The sequence involving the Thetan's encounter with the duck hunters was shot at the Metro-Goldwyn-Mayer Backlot #3.

==Precursors==
- Theodore Sturgeon's short story "Unite and Conquer" (1948), published in Astounding Science Fiction, turns on a similar device, humans uniting against a fake alien threat. Sturgeon used the idea again in "Occam's Scalpel" (1971), published in If (magazine).
- The Jan/Feb 1951 issue of Weird Science (#5), features the comic story, "The Last War on Earth" by Harvey Kurtzman, wherein a scientist creates a fake threat from another world — in this instance a "Martian" bomb is dropped on an American suburb — eventually uniting Earth against Mars. The story has a twist ending typical of many Weird Science stories.
- In Kurt Vonnegut's novel The Sirens of Titan (1959), a fake invasion is carried out to unite Earth and eventually leads to world peace.
- The plot also bears resemblance to the short story “The Delegate from Venus” by Henry Slesar.

==Legacy==
- This episode is similar to the ending of Alan Moore and Dave Gibbons' comic book mini-series, Watchmen (1986–87). According to Moore, while he was writing issue 10, he came across a guide to cult television that featured this episode and was surprised by its similarity to his already planned ending. However, editor Len Wein said that "it simply stole the ending to an episode of The Outer Limits, which Alan fully admitted!" Wein found reusing the episode's ending to be unacceptable, and quit the series when Moore refused to change it. A promotional spot for "The Architects of Fear" is overheard on a television in the comic's penultimate scene. When writing the prequel series Before Watchmen: Ozymandias (2012), Wein specifically referred to this episode as the in-universe source of the idea. While the film adaptation of Watchmen (2009) omits the "space squid", the opening titles of The Outer Limits are shown on a television screen towards the end of the film. In the fifth episode of HBO's Watchmen, a direct reference is made when Adrian Veidt claims that the only weapon that can stave off mankind's extinction is fear, and subsequently claims to be its architect.
- The Showtime series The Outer Limits revisited this episode with "Afterlife" (1996), using a more alien approach to the main character, played this time by Clancy Brown. The ending in this case has the aliens coming to retrieve their new "brother" (which makes it slightly more akin to "The Chameleon" episode.
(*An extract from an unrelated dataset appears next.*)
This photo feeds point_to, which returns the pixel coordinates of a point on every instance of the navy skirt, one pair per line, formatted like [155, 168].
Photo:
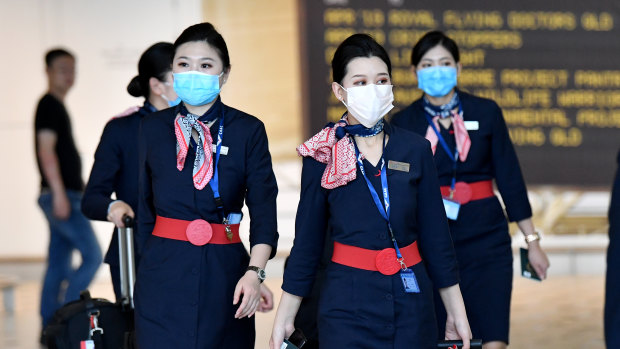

- Filmmaker Kevin Smith has stated that, before offering him the chance to write Superman Lives in 1996, Warner Bros. offered him two projects: A remake of "The Architects of Fear" and Beetlejuice Goes Hawaiian.
- In 2011, Nobel prize-winning economist Paul Krugman mentioned the episode when he said that building a defense against a fictional alien invasion could speed recovery from the late-2000s recession; however, he misattributed the episode to The Twilight Zone.